Rihanna’s Finance Firm Accused of Racist and Sexist Comments About the Singer in Lawsuit
The New York financial management firm that represents Rihanna is facing a hefty lawsuit for racist and sexists remarks. Robert Solomon, a former marketing head for Flynn Family Office, claims that the company fired him after he spoke up against inappropriate comments made by high-level executives. Solomon filed a wrongful termination suit against the firm.
In court documents, Solomon names one of the company’s partners, Alan Kufeld, as having repeatedly made lewd and racist comments about women, including his female employees and clients.
According to Solomon, Kufeld once commented that Rihanna was “hot” because she was “not too dark.” Kufeld, who often commented on the attractiveness of the firm’s female entertainment clients, proceeded into a “monologue on what Caribbean nationalities were the most attractive based on skin tone” and discussed “sex tourism and the relative hotness of Asian women,” following the Rihanna comment, court documents state.
On another occasion, the FFO executive conversed with the company’s founder and CEO Rick Flynn, allegedly stating that a former assistant “lost points in his eyes because she was too dark.”
The 47-year-old was reportedly very open in his objectification of female employees, leading one of them to quit. Kufeld’s response to the woman’s departure was simply “F–k her.” Solomon attributes the obscene behavior of FFO’s executives to “locker room mentality,” the New York Post reports.
“It’s ironic and disturbing that an organization that sought high-profile women as clients would have such a sexist and misogynistic corporate culture,” Solomon’s lawyer, Walker Harman, told the NY Post.

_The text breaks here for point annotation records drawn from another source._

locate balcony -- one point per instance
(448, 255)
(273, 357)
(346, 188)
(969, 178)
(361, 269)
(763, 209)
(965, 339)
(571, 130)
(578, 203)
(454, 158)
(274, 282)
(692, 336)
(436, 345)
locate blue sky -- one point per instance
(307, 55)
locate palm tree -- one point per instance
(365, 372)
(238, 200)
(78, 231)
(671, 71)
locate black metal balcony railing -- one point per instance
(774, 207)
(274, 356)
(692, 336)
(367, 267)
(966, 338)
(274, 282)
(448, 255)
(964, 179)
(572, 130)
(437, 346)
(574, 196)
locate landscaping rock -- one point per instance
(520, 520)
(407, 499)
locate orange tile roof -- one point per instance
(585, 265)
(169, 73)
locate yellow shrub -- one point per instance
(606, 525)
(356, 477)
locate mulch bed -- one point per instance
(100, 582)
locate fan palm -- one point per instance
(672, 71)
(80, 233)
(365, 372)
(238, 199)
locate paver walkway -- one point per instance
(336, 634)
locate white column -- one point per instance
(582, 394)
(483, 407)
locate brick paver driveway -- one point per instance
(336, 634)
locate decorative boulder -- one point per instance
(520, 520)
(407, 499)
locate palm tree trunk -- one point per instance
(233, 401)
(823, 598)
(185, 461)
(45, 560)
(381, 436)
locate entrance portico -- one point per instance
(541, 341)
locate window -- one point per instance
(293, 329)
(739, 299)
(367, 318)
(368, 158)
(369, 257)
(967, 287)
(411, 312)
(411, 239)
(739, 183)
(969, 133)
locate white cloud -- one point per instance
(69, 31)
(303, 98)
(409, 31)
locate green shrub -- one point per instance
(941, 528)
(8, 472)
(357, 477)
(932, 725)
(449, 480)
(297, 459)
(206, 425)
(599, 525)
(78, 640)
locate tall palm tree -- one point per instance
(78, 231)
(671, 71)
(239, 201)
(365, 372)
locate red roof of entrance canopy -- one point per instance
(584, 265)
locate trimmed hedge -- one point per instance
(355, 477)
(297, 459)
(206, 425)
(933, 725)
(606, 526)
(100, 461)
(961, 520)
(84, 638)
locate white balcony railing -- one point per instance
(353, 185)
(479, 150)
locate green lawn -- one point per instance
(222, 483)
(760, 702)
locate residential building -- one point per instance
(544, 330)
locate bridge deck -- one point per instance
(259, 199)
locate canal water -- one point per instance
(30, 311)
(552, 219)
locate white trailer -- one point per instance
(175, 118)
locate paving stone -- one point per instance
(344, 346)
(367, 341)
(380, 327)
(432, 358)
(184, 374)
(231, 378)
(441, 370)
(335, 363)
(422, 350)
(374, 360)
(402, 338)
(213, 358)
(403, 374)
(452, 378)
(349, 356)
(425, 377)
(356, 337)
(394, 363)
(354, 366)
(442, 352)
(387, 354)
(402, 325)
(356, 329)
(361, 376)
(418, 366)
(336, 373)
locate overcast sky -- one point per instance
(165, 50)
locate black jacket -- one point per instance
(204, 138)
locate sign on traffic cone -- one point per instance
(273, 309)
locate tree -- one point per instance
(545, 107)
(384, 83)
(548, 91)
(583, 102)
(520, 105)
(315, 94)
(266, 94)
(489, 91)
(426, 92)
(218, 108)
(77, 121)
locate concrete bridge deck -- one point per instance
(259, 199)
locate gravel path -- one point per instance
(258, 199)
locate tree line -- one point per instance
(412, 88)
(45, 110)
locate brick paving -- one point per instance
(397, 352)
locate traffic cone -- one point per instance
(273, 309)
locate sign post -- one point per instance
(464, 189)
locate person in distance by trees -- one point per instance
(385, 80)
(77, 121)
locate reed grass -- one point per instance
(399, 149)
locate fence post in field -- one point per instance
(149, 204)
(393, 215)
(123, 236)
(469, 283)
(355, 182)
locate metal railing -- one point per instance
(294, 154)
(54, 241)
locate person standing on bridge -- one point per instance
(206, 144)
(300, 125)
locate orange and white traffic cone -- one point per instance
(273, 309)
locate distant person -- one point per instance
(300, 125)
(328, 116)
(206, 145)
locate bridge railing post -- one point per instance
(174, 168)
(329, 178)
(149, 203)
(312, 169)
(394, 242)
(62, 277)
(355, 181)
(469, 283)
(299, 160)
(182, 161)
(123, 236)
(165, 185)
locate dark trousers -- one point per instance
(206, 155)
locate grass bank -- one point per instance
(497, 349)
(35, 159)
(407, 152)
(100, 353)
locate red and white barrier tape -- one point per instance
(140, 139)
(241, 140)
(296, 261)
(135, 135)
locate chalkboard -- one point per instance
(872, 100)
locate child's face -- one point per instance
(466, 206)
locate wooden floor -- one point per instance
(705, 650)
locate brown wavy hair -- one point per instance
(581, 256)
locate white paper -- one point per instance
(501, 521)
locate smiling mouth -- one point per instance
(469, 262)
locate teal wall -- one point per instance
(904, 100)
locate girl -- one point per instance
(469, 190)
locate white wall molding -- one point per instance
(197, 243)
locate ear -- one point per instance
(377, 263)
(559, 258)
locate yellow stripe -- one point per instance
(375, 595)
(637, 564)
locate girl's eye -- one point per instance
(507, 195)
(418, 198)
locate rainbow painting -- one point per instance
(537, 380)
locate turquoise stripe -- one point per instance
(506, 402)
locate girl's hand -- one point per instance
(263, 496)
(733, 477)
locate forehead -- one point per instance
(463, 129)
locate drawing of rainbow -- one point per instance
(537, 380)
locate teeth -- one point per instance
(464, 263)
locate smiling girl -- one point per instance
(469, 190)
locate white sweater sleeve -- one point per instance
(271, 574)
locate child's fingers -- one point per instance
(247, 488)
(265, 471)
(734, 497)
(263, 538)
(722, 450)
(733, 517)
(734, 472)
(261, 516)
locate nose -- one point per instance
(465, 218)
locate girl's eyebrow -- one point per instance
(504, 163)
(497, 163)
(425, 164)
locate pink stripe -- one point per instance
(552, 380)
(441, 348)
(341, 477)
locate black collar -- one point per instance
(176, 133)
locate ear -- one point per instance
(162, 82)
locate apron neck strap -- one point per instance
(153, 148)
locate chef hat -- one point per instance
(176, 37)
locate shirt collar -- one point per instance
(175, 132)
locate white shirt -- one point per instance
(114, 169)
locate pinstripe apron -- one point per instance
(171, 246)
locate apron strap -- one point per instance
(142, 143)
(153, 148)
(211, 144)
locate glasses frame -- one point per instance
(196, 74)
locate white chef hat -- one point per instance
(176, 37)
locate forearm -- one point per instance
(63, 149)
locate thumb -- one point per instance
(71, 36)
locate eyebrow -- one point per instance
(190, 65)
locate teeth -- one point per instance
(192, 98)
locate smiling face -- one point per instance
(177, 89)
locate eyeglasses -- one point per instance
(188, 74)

The company’s client list includes other high-profile stars like Katie Holmes, Tory Burch, Kelly Ripa and Ellen Barkin, but according to Flynn, those clients should not be quick to believe Solomon’s claims.
“We at FFO have always championed the rights of women and minorities, particularly in the workplace,” he said in a statement. “The complaint filed today is without merit, and we intend to defend vigorously against these baseless claims.”
This isn’t the first time a financial firm representing Rihanna has gotten into legal trouble. In 2012, the Bajan singer sued her former financial management company for giving her poor investment advice that caused her to lose $9 million. Her single “B–ch Better Have My Money” is inspired by that experience.